His lordship was one of two sleeping partners in the brewery, having about ten thousand pounds invested in the concern. He was on excellent terms with Edward, of whose business abilities he had a very high opinion. His home for three parts of the year was at Seaham Lodge, a splendid property some four or five miles from Beecham. His family were all grown up; the daughters married and the sons out in the world; but with himself and his wife, as companion to her ladyship, there lived a distant kinswoman, Miss Winterton by name, whom Edward Hazeldine had secretly made up his mind to win for his wife, if it were anyhow possible for him to do so. Miss Winterton was thirty years old, and plain looking, but accomplished and amiable; and had, moreover, a fortune of fifteen thousand pounds in her own right. Edward, who had frequent occasion to visit the Lodge on matters of business, and who was generally asked to stay for luncheon or dinner, as the case might be, had as yet ventured to whisper no word of love in Miss Winterton's ear; but there may have been that in his looks and manner which afforded her some inkling of the state of affairs. If such were the case, her treatment of Edward was not of a kind to lead him to fear that when the time should have come for him to urge his suit, he would be very hardly treated. He told himself that he would wait till after Christmas; till the year's balance at the brewery should have been struck. Business was going up by "leaps and bounds," and he wanted to secure not merely Miss Winterton's approval of his suit, but the Earl's as well, and he knew that nothing would put the latter into such a good humor as the assurance of a thumping dividend on his investment in the brewery.

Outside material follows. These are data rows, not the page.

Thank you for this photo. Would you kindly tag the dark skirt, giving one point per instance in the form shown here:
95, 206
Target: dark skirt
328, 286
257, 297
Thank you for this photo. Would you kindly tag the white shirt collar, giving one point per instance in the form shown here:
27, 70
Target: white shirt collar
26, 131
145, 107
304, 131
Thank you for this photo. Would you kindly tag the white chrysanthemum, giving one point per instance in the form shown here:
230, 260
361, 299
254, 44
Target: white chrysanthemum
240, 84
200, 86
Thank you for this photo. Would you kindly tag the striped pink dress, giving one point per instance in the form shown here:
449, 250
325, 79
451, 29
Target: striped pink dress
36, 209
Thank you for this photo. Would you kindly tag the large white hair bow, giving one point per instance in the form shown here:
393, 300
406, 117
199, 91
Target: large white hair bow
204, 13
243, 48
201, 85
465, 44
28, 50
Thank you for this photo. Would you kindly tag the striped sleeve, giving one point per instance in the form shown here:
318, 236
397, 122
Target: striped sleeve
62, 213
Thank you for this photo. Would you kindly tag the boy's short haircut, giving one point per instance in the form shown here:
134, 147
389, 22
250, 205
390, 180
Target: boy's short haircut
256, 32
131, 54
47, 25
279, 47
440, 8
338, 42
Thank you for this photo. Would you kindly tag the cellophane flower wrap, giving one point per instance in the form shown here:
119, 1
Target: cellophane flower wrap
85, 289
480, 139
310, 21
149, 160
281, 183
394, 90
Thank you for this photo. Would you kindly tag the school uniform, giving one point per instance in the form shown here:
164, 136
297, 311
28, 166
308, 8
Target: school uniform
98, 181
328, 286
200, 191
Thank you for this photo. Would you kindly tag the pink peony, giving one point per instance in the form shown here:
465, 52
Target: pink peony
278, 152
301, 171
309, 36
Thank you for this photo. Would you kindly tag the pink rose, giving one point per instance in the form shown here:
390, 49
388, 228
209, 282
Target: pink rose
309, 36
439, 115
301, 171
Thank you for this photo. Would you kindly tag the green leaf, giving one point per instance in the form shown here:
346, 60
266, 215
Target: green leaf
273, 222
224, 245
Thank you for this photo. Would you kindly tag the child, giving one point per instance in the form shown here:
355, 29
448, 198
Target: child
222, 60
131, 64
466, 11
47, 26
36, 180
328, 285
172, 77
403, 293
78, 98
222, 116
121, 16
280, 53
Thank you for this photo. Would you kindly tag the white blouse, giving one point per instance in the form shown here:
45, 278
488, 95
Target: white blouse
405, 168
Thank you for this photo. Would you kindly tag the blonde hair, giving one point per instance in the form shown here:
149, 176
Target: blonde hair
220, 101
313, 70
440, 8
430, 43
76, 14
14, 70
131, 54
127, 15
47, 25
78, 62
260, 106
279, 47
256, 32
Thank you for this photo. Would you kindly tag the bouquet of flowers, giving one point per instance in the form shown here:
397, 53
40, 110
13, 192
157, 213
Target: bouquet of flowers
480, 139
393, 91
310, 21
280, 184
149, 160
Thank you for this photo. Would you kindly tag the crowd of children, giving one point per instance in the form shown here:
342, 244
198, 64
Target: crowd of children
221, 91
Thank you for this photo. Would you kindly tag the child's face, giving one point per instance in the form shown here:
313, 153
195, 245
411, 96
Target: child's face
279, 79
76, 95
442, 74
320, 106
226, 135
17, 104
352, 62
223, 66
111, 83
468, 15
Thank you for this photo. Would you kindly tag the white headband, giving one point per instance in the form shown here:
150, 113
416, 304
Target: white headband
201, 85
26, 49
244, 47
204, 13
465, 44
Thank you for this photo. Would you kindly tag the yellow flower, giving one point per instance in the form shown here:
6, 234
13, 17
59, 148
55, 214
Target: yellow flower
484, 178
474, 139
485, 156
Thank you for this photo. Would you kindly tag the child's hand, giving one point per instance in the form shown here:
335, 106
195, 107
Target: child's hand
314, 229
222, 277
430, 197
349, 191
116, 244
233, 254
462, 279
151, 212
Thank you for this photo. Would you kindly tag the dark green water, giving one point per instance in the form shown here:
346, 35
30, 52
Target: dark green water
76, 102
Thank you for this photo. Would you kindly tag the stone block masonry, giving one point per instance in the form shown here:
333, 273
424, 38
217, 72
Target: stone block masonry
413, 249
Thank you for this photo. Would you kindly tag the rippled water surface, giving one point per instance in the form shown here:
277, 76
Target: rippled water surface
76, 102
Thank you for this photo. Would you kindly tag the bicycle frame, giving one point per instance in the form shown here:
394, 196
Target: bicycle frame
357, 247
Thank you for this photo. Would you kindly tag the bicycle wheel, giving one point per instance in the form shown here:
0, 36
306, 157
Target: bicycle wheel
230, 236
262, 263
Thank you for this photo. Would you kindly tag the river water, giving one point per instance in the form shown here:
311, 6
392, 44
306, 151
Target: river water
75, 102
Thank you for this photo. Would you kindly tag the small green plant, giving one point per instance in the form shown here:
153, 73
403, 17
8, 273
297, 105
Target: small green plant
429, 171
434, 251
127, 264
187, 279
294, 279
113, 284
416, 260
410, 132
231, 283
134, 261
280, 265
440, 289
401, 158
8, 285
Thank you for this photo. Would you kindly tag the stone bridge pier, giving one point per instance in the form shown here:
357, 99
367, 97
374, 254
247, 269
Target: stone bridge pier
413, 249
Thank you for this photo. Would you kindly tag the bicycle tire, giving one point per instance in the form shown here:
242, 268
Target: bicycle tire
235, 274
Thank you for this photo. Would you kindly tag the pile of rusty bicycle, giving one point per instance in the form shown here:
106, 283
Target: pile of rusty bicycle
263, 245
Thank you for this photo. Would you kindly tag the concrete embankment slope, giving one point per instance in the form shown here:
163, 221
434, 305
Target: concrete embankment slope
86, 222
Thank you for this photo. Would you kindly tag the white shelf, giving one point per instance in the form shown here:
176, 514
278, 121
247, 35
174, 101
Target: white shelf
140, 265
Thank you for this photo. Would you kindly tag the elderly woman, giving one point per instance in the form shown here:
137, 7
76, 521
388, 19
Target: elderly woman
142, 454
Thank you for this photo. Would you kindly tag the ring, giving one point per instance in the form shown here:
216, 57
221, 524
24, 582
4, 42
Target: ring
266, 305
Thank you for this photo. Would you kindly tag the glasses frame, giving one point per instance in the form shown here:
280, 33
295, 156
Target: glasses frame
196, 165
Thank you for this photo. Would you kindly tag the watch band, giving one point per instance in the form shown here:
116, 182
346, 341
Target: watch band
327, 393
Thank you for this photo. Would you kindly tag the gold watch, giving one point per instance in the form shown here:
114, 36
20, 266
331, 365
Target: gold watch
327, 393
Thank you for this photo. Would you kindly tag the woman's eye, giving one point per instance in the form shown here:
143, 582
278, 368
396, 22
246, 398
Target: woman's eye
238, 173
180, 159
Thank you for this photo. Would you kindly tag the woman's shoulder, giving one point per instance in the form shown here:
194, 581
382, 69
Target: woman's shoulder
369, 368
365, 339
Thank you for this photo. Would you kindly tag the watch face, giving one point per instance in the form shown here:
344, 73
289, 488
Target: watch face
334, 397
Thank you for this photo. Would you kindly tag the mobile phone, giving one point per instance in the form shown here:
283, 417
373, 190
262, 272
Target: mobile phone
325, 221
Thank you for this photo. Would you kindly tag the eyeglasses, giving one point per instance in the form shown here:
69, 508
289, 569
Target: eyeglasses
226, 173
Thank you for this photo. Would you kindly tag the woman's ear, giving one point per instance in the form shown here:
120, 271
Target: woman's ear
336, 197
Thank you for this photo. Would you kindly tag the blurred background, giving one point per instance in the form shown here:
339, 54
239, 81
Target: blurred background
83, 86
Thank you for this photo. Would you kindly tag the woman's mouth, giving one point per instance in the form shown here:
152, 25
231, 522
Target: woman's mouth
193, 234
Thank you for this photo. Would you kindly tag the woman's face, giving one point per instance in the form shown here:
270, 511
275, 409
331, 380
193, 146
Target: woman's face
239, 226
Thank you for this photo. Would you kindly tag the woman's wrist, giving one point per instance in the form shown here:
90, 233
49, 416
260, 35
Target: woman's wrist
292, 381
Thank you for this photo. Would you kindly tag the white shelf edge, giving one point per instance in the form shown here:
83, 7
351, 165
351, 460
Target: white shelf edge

"My dear Hazeldine, what is this terrible rumor that has just reached my ears?" said his Lordship, as he came hurriedly into the room and held out his hand to the other. "Surely, surely there can be no truth in it!"

He was a short, podgy, sandy-haired man, with a fresh complexion and a tip-tilted nose, and looked far more like a retired tradesman than a "belted Earl." In one respect, indeed, he would have made a first-rate tradesman; in him the commercial instinct was very strongly developed, and half his time was given to the consideration of schemes by means of which his large income might be made larger still.